Au niveau des remèdes, il demeure important que le peuple
participe. Cette règle nous amène à la
démocratie délibérative ( fin du 20e siècle).
L'idée vient de James Fishkin- c'est le fait que des citoyens (tirage au
sort) se réunissent et recoivent les projets des candidats afin d'en arriver à
une décision.
Par exemple; réunion pendant deux semaines tout en étant
rémunérés. « Le terme démocratie
délibérative était né, une démocratie où les citoyens non seulement votent pour
des politiciens, mais parlent aussi entre eux et avec des experts ».
Plusieurs expériences se sont réalisées dans plusieurs pays
sur des questions majeures. Au Texas
(énergie propre), le Japon ( retraites), le Brésil ( la carrière des
fonctionnaires, en Chine ( politique de la ville). Ailleurs, de nouveaux modèles de
participation citoyenne se sont fait jour.
Allemagne, Danemark, France, Brésil.
Concernant le renouveau démocratique, il y a eu 5 expériences :
deux au Canada ( Colombie Britannique et Ontario), les trois autres au
Pays-Bas, Islande et Irlande. Tous ont obtenu un mandat temporaire et un budget
considérable des pouvoirs publics »
Les questions traitaient de réformes de loi électorale ou même de la
Constitution; l'idée était de travailler avec des échantillons de citoyens- la
concertation dura environ 12 mois- les participants ( citoyens) travaillaient
avec des spécialistes, etc.. Résultat : aucun de ces projets n'a réussi à
influencer la politique publique.
« Dans les trois cas, la proposition de l'Assemblée citoyenne
devait être confirmée par référendum.
Manifestement, le tirage au sort n'était pas un instrument démocratique
assez familier pour bénéficier d'emblée d'une légitimité incontestable. »
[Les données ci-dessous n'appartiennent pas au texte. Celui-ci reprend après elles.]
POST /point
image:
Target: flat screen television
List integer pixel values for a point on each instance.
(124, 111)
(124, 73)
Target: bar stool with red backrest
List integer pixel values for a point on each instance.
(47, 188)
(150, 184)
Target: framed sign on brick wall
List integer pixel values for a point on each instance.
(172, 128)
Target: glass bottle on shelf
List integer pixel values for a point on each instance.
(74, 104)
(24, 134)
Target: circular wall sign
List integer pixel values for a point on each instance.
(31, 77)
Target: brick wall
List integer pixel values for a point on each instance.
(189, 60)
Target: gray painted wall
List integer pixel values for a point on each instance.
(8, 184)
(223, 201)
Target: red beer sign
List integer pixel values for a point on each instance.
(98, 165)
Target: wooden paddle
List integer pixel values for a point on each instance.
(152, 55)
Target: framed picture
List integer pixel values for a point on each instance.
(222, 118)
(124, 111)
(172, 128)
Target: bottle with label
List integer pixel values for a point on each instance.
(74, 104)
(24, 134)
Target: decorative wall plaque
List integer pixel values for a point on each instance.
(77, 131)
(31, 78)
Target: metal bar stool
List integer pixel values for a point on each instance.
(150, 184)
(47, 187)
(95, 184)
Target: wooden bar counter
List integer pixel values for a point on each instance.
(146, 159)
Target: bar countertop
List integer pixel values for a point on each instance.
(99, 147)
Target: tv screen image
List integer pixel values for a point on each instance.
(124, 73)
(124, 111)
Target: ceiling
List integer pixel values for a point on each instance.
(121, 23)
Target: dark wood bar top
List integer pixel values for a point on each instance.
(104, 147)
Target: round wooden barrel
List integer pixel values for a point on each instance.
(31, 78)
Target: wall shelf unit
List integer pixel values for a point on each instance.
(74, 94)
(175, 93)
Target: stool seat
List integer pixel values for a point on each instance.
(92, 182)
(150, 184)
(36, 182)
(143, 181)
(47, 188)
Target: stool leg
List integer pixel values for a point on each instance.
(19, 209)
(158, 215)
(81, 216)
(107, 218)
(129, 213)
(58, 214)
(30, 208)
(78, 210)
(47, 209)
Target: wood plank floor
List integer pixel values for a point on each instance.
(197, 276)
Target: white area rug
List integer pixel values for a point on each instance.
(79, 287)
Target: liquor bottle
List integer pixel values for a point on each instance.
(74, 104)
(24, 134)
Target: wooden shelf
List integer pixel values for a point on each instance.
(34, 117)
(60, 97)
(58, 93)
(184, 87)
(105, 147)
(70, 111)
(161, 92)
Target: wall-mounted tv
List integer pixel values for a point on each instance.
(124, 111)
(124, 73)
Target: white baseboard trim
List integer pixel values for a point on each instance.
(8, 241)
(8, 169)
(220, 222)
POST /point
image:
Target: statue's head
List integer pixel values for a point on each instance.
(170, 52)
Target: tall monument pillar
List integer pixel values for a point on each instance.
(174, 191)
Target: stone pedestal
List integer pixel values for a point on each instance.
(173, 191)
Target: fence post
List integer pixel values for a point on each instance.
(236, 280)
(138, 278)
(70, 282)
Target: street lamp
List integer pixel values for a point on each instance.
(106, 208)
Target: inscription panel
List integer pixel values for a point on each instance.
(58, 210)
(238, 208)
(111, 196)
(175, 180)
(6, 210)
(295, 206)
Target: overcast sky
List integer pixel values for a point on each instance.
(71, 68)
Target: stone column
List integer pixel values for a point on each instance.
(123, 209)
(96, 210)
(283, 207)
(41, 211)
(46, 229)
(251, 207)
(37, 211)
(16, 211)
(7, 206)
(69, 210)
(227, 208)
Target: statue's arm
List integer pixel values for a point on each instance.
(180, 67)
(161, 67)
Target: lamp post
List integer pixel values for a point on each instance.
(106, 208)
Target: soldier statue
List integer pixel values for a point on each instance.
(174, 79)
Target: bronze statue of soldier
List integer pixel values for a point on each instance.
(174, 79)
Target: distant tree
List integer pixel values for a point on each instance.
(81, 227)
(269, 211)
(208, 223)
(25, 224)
Le tout fut établi par un référendum; résultat : en
Colombie Britannique, un vote favorable à 57,7% et celui en Ontario à
36.9%. Comme on le constate, ce n'est
pas un processus rapide.
« Il serait bien de faire une différence entre le référendum
et la démocratie délibérative, même si c'est le citoyen qui est consulté. Lors
d'un référendum, on demande à tout le monde de voter sur un sujet à propos
duquel, le plus souvent, peu de gens sont informés; lors d'un projet
délibératif, on demande un échantillon représentatif de la population de
délibérer sur un sujet à propos duquel il obtient le plus d'informations
possibles. Lors d'un référendum, les gens réagissent encore
très souvent avec leurs tripes; lors d'une délibération, c'est une opinion
publique éclairée qui s'exprime. »
C'est vraiment très exigeant pour les assemblées citoyennes
qui travaillent forts afin de dévoiler leurs conclusions; il reste aussi
l'opposition des partis politiques et des médias. L'attitude de ces derniers n'est pas toujours
positive, car ils tiennent à leurs privilèges d'apporter la « lumière de
vérité ». Il y a aussi d'autres facteurs, comme la crainte mutuelle des
partis politiques et des citoyens, et vice-versa- de la méfiance des uns vis à vis de autres. La démocratie parlementaire est plus
spectaculaire que l'autre démocratie qui se veut plus axée sur le citoyen comme
nous venons de le voir.
L'expérience de l'Islande : le tirage au sort des
citoyens en arrive à faire élire ( urnes) 25 élus par la population ( «
le scrutin fut invalidé, le Parlement décidant alors de choisir lui-même les
élus » )...
« Le 20 octobre 2012, lorsque la proposition de
Constitution fut soumise par référendum aux citoyens islandais, elle fut
adoptée par deux tiers des voix ».
- L'expérience islandaise est un exemple de réussite de démocrtie
délibérative.
L'expérience de l'Irlande : ils veulent associer les hommes politiques à
ce processus pour de meilleures chances de réussite. En tout, 66 citoyens et 33 politiciens
professionnels. A propos de la Convention sur la Constitution « les
recommandations devaient d'abord passer devant les deux chambres du Parlement
irlandais, puis être examinées par le gouvernement et ensuite soumises à référendum ».
PLAIDOYER PROVISOIRE
EN FAVEUR D'UN SYSTÈME BI-REPRÉSENTATIF.
C'est le fait de partager le pouvoir entre des citoyens élus
et des citoyens tirés au sort. «
La démocratie n'est pas un régime dominé par les meilleurs éléments de notre
société; un tel régime est une aristocratie, mêmes si les personnes sont
élues.(...) La démocratie, au contraire,
prospère en donnant la parole à différentes voix; l'important, c'est d'avoir un
pouvoir de décision égal..... »
De facon générale, le tirage au sort ne fait pas l'unanimité. Mais il faut se souvenir qu'il fût un temps
où le vote des femmes, des ouvriers n'étaient pas prisés. L'exemple du jury à un procès illustre bien
comment le tirage au sort se tire d'affaire.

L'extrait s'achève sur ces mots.